This documentation page is also available as an interactive notebook. You can launch the notebook in
Kaggle or Colab, or download it for use with an IDE or local Jupyter installation, by clicking one of the
above links.
Pixeltable provides seamless integration with Hugging Face datasets and
models. This tutorial covers:
- Importing datasets directly into Pixeltable tables
- Working with dataset splits (train/test/validation)
- Streaming large datasets with
IterableDataset
- Type mappings from Hugging Face to Pixeltable
- Using Hugging Face models for embeddings
Setup
%pip install -qU pixeltable datasets torch transformers sentence-transformers
Import a Hugging Face Dataset
Use pxt.create_table() with the source= parameter to import a
Hugging Face dataset directly. Pixeltable automatically maps Hugging
Face feature types to Pixeltable column types.
import pixeltable as pxt
import datasets
pxt.drop_dir('hf_demo', force=True)
pxt.create_dir('hf_demo')
# Load a dataset with images
padoru = (
datasets.load_dataset("not-lain/padoru", split='train')
.select_columns(['Image', 'ImageSize', 'Name', 'ImageSource'])
)
# Import into Pixeltable
images = pxt.create_table('hf_demo.images', source=padoru)
Connected to Pixeltable database at: postgresql+psycopg://postgres:@/pixeltable?host=/Users/pjlb/.pixeltable/pgdata
Created directory ‘hf_demo’.
Created table ‘images’.
Inserting rows into `images`: 100 rows [00:00, 310.24 rows/s]
Inserting rows into `images`: 100 rows [00:00, 353.22 rows/s]
Inserting rows into `images`: 100 rows [00:00, 368.40 rows/s]
Inserting rows into `images`: 82 rows [00:00, 567.89 rows/s]
Inserted 382 rows with 0 errors.
Working with Dataset Splits
When importing a DatasetDict (which contains multiple splits like
train/test), use extra_args={'column_name_for_split': 'split'} to
preserve split information in a column.
# Load a dataset with multiple splits
imdb = datasets.load_dataset('stanfordnlp/imdb')
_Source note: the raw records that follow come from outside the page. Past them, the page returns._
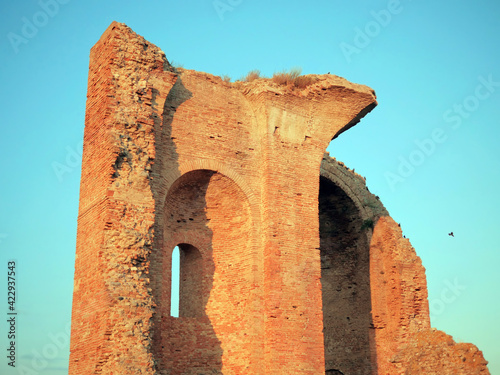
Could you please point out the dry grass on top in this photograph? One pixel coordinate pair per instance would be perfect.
(252, 76)
(291, 78)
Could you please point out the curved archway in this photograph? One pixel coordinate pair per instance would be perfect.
(209, 217)
(345, 279)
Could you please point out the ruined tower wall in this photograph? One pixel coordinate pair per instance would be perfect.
(230, 173)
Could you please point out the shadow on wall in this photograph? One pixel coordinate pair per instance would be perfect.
(187, 344)
(345, 277)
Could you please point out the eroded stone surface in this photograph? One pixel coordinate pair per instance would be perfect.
(236, 176)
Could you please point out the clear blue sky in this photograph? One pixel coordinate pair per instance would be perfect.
(429, 150)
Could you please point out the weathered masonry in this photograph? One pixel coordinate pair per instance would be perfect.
(288, 264)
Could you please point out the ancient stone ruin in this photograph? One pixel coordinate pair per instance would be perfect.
(288, 264)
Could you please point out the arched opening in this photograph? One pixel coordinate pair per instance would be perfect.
(345, 280)
(207, 216)
(186, 283)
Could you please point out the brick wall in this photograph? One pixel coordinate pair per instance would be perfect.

# Import all splits, storing split info in 'split' column
reviews = pxt.create_table(
'hf_demo.reviews',
source=imdb,
extra_args={'column_name_for_split': 'split'}
)
# Query by split
reviews.where(reviews.split == 'train').limit(3).select(reviews.text, reviews.label, reviews.split).collect()
# Count rows per split
reviews.group_by(reviews.split).select(reviews.split, count=pxt.functions.count(reviews.text)).collect()
Using schema_overrides for Embeddings
When importing datasets with pre-computed embeddings (common in RAG),
use schema_overrides to specify the exact array shape:
# Wikipedia with pre-computed embeddings - specify array shape
wiki_ds = (
datasets.load_dataset('Cohere/wikipedia-2023-11-embed-multilingual-v3', 'simple', split='train', streaming=True)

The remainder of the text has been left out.